Explainability

Explainability

 Simply stated, explainability is the capacity for a human to explain why a given algorithm provides a certain answer. It is obvious that explainability is a paramount asset for enforcing confidence in AI’s user and increasing acceptance rate of new technologies. It is also a crucial factor for fixing errors which might be detected when the algorithms operate in a real context.

Unfortunately, in recent times we assisted to an exponential growth  of complexity of AI algorithms, which lead to so-called “black box” models: you ingest a lot of data in some neural network architecture, you tweak parameters until a satisfying result is achieved, and you deploy the model. The problem is that the resulting model, albeit providing acceptable results, cannot explain why those results are produced. Neither it can the data scientist that produced it, given the complexity.

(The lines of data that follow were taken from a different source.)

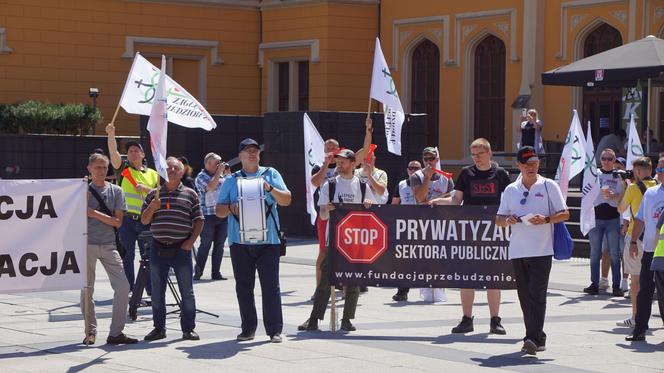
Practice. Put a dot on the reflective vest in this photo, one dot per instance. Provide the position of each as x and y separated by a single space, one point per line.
658 256
134 198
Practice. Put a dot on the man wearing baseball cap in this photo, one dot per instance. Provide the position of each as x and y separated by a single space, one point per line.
531 243
248 257
136 182
346 187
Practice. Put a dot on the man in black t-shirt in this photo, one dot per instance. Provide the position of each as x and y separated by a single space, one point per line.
479 184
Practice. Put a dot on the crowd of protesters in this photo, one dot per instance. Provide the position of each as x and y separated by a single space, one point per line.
625 239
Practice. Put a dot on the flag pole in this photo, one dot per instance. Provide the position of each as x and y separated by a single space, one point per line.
333 309
115 114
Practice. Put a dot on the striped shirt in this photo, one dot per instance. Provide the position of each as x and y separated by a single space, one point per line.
173 222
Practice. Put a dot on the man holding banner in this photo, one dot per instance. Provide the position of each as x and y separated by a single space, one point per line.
530 206
346 187
106 207
136 181
480 184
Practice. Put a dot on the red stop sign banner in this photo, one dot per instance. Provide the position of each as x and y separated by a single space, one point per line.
361 237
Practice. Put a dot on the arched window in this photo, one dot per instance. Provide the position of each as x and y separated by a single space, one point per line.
425 84
601 105
489 93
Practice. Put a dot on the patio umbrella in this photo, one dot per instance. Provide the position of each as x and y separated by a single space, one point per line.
622 66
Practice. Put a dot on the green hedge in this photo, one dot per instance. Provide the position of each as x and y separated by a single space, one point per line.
43 117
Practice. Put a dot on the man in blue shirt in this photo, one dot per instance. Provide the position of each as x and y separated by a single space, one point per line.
248 257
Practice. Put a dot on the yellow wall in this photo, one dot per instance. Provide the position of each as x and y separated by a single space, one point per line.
62 48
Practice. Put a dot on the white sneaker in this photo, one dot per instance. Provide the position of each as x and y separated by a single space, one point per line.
629 322
624 286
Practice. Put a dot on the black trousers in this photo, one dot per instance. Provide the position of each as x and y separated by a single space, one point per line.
532 282
647 280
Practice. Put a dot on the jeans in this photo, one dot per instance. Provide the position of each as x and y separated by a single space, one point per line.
184 273
247 259
214 230
129 232
532 281
646 293
110 259
610 228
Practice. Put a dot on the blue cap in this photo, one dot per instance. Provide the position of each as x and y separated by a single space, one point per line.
248 142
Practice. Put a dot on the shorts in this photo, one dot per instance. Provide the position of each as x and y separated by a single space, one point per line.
632 266
321 228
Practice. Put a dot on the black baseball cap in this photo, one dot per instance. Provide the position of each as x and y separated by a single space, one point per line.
134 143
346 153
526 154
248 142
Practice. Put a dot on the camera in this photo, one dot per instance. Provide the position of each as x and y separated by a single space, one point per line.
625 175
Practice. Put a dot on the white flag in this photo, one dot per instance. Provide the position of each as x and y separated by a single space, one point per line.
314 155
140 90
590 189
572 159
384 90
158 124
634 147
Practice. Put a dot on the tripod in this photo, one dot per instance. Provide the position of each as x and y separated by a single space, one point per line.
142 278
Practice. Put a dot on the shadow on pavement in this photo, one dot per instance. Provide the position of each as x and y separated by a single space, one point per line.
474 338
507 360
219 350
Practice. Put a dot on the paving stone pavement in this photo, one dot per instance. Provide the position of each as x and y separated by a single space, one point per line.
42 332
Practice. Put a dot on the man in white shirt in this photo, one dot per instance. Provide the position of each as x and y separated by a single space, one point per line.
530 206
652 207
348 188
403 195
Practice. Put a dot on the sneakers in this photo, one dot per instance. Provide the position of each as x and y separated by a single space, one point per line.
245 336
400 297
465 326
592 289
191 336
496 327
310 324
155 334
89 339
636 337
628 322
276 338
346 325
529 347
121 339
624 286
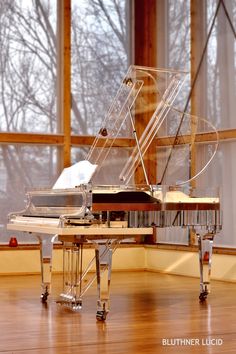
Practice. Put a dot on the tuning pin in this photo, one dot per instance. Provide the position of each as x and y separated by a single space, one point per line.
13 242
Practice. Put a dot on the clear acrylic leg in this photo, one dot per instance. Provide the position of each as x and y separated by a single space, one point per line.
205 243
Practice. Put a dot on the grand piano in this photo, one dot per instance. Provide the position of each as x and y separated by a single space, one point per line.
79 210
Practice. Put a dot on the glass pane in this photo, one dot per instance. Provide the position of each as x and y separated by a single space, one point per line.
100 42
23 168
28 66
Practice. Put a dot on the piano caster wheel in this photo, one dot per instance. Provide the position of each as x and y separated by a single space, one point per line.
44 296
203 296
77 306
101 315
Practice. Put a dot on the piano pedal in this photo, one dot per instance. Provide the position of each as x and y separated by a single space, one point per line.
203 296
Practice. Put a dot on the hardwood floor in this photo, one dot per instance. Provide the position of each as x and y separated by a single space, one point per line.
150 313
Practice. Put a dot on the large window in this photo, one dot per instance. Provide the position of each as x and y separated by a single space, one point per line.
29 87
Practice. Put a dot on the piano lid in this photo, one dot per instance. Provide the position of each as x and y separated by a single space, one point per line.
151 94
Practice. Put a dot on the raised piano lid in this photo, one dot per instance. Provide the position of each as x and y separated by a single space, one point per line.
153 94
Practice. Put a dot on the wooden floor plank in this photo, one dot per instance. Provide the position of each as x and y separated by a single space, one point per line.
147 310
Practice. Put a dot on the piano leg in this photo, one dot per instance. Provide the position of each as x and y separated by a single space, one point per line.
205 243
103 255
46 248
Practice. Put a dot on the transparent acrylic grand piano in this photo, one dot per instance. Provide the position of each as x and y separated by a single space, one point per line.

For this reason in recent years a lot of research was conducted on “explaining models”, i.e. models which try to explain why a black box model produced a given result.

There are many philosophical biases to the concept of “explaining model”, the most important one being that they will produce an explanation which might sound plausible, but which does not necessarily reflect the “reasoning” of the black box model. If it were, the explaining model would be identical to the black box one.

At Irradiantlabs we work hard on the concept of explainability, building on the assumption that complex AI algorithms  should be used for learning rules, not predictions. Predictions are emitted by rules, and as such fully explainable. Notice that with this approach we obtain two important effects:

  • We can put all the complexity we need in the rule learning algorithm: ultimately we do not care how the rules are produced, but only if they are reasonable and effective.
  • We can provide a full explanation of any prediction of the system, even in the form of a natural language statement.

As simple things are often the most difficult to achieve, we devote a strong research effort on explainability, mostly centered on graph learning and rule induction algorithms.